In the Moortgat brewing process, the wort is rapidly boiled to 90ºC (194ºF), and then the process is "pushed" by water. Normally, conductivity will be a critical control point to determine when the wort has been transferred to the next process and if excess water is being sent through to the whirlpool. Tighter control parameters are required to optimize the process. Too much water being sent to the fermentors will require additional steps to meet high quality standards. However, for one of the Moortgat brews, there is little differentiation between the conductivity values of the wort and push water, but there is a significant difference between pH values. Thus pH control is used to maintain a distinct separation between the two phases to ensure that excess water does not affect beer quality. The result, however, is that the pH sensor is subjected to intense thermal shock often causing junction cracks to the sensor, which is a critical failure. In addition, the pH sensors with small reference junctions can become coated, which causes sluggish responses and offsets in the pH values. Some applications with sulfide concentrations will severely damage the reference electrode, again creating offsets to pH values.

Failure every three days
Moortgat had traditionally experienced both of these problems with their pH sensors. Initially the pH sensors lasted two to four weeks. However, when the brewery increased its capacity by increasing CIP flow rates, their pH sensors were failing every three days and their engineers had stopped trusting the pH measurement entirely. They considered the use of conductivity sensors, which are far less susceptible to heat and fouling, but the idea was quickly discarded since conductivity measurements were not sensitive enough to determine the difference between the conductivity of the wort and the rinse water in certain Moortgat brands. The Moortgat technicians began doing the phase separation by manual control, meaning a technician would manually oversee the phase interface detection by staring through a site glass in the process pipe and then manually closing a valve. As one commentator said, "The technicians were not amused."

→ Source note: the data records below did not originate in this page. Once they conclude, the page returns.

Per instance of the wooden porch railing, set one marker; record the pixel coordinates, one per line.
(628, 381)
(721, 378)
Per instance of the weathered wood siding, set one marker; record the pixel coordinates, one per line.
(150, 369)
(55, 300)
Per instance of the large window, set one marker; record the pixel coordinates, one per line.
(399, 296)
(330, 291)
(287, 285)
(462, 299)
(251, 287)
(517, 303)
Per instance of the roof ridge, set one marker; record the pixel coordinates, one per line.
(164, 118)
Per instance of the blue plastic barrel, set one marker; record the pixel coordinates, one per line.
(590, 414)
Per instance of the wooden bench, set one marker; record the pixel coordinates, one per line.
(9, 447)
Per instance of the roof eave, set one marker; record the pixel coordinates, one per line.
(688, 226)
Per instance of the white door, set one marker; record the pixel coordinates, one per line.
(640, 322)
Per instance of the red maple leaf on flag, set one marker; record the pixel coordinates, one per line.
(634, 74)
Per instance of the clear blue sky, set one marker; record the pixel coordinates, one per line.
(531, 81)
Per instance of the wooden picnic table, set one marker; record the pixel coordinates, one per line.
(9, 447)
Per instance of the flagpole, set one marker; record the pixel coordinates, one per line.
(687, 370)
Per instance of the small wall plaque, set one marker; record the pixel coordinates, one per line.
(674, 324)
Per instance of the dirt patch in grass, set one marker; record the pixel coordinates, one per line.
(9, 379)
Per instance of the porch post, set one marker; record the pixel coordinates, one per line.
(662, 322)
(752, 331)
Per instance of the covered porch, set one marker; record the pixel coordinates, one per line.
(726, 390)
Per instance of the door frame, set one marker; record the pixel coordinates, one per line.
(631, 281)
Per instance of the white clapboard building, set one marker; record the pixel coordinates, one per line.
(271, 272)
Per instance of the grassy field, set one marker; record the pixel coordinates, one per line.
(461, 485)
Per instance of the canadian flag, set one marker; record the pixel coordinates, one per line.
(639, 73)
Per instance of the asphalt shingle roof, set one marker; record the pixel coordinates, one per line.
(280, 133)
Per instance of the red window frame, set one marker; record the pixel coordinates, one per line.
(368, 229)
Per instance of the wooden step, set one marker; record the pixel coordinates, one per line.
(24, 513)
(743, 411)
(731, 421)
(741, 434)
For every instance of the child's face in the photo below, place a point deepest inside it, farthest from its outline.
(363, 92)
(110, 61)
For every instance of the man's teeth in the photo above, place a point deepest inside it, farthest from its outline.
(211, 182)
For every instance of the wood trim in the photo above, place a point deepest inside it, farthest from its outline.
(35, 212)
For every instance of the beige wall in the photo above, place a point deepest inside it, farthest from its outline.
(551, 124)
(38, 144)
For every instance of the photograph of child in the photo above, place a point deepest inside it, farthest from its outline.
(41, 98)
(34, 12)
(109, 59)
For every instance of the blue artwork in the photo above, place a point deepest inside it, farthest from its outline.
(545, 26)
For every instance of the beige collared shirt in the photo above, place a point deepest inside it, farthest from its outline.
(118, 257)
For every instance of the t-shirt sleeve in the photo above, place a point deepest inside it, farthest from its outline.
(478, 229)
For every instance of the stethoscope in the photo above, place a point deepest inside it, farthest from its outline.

Help from new technologies
It was then that Moortgat technicians turned their attention to new long-life pH sensor technologies that have been increasingly commented upon in the technical press over the last two years. When they began the trial, the technicians were more than skeptical since their longest-life sensor to that time had lasted less than one week. Moortgat installed the new technology sensor and the technicians were amazed when it performed without attention for over three months. When it stopped working, they immediately called their supplier to get a replacement and were told that, like an increasing number of modern sensors, the long-life sensor was refillable. They inserted some gel electrolyte they had on hand and their long-life sensor lived up to its name continuing to measure accurately once again.

Needless to say, the difference for Moortgat is considerable. The brewery no longer needs to replace their pH sensors every three days to a week, reducing equipment costs and installation time. Even more important, their technicians now trust the measurement to control the process accurately, saving hours of personnel time and frustration.

pH operational principles
It's not surprising that Moortgat technicians were skeptical about the so-called long-life sensor before they tested it. pH measurement, while receiving incremental tweaks in design and improvement over the years, has not changed fundamentally for a century due to the reliable performance of the technique in most circumstances. However, the fundamental design of pH sensors has long rendered them unreliable at extreme temperature and in "dirty" environments.

pH electrodes use a specially formulated pH-sensitive glass that is placed in contact with a solution and develops a potential (voltage) proportional to the pH of the solution. Non-glass sensors are available, but they generally are inaccurate at extreme temperature and have limited life if exposed to clean-in-place solutions. Unlike some food and beverage processes, brewing is able to use glass sensors since there are a number of filtering steps that occur throughout the brewing process. pH measurement is also dependent on a reference electrode that maintains a constant potential at any given temperature and completes the pH measuring circuit. The difference in the potentials of the pH and reference electrodes provides a millivolt signal proportional to pH. Solution pH changes with temperature, and extremes of temperature accelerate the aging of the electrode and may cause the fill solution in the tip of the electrode to freeze or boil. This, in turn, can cause the glass to crack or break. In addition, the aging of the glass causes sluggish response to pH changes.

Common reference electrodes consist of a silver wire coated with silver chloride in a fill solution of potassium chloride. For accuracy, this fill solution must remain relatively uncontaminated. At the same time, the reference electrode must be in contact with the pH electrode through the process solution. Both of these conditions are easily compromised when the process solution is thick or contains a concentration of ions that form precipitates plugging the liquid junction between the reference and pH sensors and/or poisoning the fill solution.

Long life designs
New long-life designs do not alter the fundamental measurement technique of pH sensors. They simply improve each of the vulnerable elements. Scientists have done studies on pH-sensitive glass to determine the aging mechanism after high-temperature exposure. Interestingly, they found that most of the aging occurs in the surface gel layer of the pH-sensitive glass. Armed with this knowledge, scientists were then able to isolate and optimize proprietary designs for temperature-resistant gel surface layers. The results have been pH glass electrodes that provide exceptional resistance to thermal degradation even at temperatures as high as 155oC. This translates into less breakage from thermal stress and shock and, equally important, improved speed of response providing fast, accurate measurements even after months of temperature exposure. Manufacturers also add protection with design changes like slotted tip caps that protect the glass bulb from impact. These glass design changes translate to part of the performance improvements Moortgat experienced.

But most pH measurements fail due to issues in the reference electrode. The most common problems, as mentioned earlier, are fouled and poisoned electrolytes and coated or clogged reference junctions. Long-life sensor designers have tackled this problem with a specially-designed porous Teflon liquid junction that has a large surface area that provides a stable contact to the solution and helps resist coating in dirty environments. The large surface area and high porosity also minimize junction potentials allowing accurate measurements. The reference electrolyte used in these long-life sensors is a chemically inert viscous gel that can stand up to the harshest chemicals and is unaffected by thermal or pressure cycling. The internal reference junction is a small diameter, low porosity ceramic designed to minimize poisoning or the depletion of the primary reference cell maximizing the overall life of the sensor.

For companies like Moortgat, with challenging process environments and an absolute requirement for accurate pH measurements, these dramatic changes to pH design are a dream come true. As Jo Van Roy, technical service maintenance, Moortgat Brewery stated, "Extending the reliable operation of our pH measurement from a few questionable days to months of virtually unattended operation has made more than a financial change for Moortgat. It helps us assure the quality and integrity of the unique Duvel experience."